I’ve been wavering between posting and not posting today, because everything I try to write seems redundant and uninteresting. (Possibly because I’ve already lived through it, I suppose. Also possibly because today has been a bit exhausting and my creative juices [what little I had to begin with] appear to be drained.)

I also usually try to keep my posts focused on the positive things from my day, but I don’t want to sugarcoat. Trust me, it’s not like my days consist entirely of me floating through the hallways leaving a trail of rainbows, butterflies, and lovestruck middle school boys in my wake. (Well, okay… sometimes… on the good days… for brief moments… it does feel a little bit like that. Not gonna lie.)

But there are kids who don’t respond to me. There are kids who sullenly stare at the ground while I plead with them to practice the dialogue with me one-on-one (whether it’s because they’re shy, low level, or just stubborn, I can’t be sure). There are times I say something and get blank stares until my co-teacher translates and I watch their eyes light up with understanding. There are times when I want to go crazy from trying to keep up with lesson planning. There are classes, on Mondays and Tuesdays, when I try out a new lesson for the first time and it utterly flops, and that feels horrible.

So with that said, here is the good, the bad, and the ugly from today.

High: The weather has remained cool to the point of needing a jacket some days, and I am eternally grateful for this. Daegu is known as the hottest, most humid place in Korea in the summer, so I’ll take cold/cool weather for as long as I possibly can.

Low: One of my classes that’s normally really good started to fall apart a little bit today. Not that they were being intentionally disrespectful, but because I had put them in groups with their desks facing each other, the non-class-related talking got out of control and the noise level rose to where I couldn’t even make myself heard. Does needing my co-teacher to silence them make me a failure? Because it sure felt like it.

High: One of the teachers in my office brought me a few unwrapped squares of a chocolate bar in his bare hands. Why is this a high point? It’s weird, right? Would anyone in Western office culture do this? Probably not. But it touches me the way everyone shares food in such a familial way. And although we can’t speak the same language, they never leave me out.

Low: One of my classes was unexpectedly (for me) canceled due to a listening test today. Which is fine except that this is the class I have to do an open class with next week (the one where other native English teachers and the Daegu Metropolitan Office of Education supervisor come to watch/evaluate) AND we have midterms coming up in two weeks… which means that next week, for the open class, not only will I have not seen them for two weeks, but I’ll also have to try to cram in two lessons’ worth of material to prep them for the test (which includes boring textbook stuff) while making it look fun and exciting and awesome. This doesn’t bode well for anyone involved.

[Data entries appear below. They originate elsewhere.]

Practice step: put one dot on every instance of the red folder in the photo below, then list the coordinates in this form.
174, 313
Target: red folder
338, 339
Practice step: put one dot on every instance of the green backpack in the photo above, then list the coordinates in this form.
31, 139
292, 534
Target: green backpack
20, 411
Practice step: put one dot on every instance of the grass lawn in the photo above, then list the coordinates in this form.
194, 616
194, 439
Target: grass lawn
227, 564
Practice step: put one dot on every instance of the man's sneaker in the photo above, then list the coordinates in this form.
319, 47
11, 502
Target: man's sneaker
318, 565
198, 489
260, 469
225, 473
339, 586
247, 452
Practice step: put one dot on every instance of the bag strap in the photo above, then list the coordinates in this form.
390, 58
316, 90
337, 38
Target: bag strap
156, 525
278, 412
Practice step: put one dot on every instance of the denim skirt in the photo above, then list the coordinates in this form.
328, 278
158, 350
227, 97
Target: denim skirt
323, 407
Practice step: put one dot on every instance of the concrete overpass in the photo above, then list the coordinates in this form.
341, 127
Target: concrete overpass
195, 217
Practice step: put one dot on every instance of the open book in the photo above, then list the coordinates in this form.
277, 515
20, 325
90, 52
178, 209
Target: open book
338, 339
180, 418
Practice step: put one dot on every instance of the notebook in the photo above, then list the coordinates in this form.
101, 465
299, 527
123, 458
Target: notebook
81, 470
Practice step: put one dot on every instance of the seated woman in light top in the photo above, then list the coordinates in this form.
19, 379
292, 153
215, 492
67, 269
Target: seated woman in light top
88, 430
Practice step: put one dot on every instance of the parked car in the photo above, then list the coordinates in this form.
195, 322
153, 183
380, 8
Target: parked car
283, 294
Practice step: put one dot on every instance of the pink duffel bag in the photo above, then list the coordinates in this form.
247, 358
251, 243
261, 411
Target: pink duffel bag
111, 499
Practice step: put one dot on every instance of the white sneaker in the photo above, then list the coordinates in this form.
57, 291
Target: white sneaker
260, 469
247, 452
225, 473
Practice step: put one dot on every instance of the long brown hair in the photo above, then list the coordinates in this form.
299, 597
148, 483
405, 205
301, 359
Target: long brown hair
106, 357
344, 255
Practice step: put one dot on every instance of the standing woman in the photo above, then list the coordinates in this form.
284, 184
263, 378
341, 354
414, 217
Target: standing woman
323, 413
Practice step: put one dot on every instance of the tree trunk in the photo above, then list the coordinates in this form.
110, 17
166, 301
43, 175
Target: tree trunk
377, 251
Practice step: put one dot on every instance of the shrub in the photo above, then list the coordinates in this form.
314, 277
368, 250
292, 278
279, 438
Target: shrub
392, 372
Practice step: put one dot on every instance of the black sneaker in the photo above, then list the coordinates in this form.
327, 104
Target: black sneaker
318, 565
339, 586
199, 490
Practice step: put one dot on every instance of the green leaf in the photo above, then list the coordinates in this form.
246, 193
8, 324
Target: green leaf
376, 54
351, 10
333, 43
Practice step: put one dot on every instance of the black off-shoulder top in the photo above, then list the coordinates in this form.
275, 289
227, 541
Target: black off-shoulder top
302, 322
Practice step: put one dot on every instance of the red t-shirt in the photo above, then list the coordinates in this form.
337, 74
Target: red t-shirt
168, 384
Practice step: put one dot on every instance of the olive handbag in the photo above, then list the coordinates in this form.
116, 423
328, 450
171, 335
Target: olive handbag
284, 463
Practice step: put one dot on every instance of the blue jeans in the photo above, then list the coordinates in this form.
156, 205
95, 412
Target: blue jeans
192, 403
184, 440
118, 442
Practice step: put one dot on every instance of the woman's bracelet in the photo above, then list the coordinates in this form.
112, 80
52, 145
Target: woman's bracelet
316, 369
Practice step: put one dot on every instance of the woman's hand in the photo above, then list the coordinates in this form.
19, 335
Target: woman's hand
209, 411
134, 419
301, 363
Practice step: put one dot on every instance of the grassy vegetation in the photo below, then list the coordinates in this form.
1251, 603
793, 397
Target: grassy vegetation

So there you have it. It’s not perfect here. My kids aren’t perfect. My co-teachers aren’t perfect. My school isn’t perfect. I’m certainly not perfect. But even so, I am incredibly happy with my life here, and I find joy in the small things from each individual day. I can use the less-than-desirable moments to improve myself, my teaching style, and my approach. (Or at least, that’s what I try to tell myself after a class that bombed or an embarrassing moment.)

I came here to grow, and I guess there’s bound to be some growing pains along the way.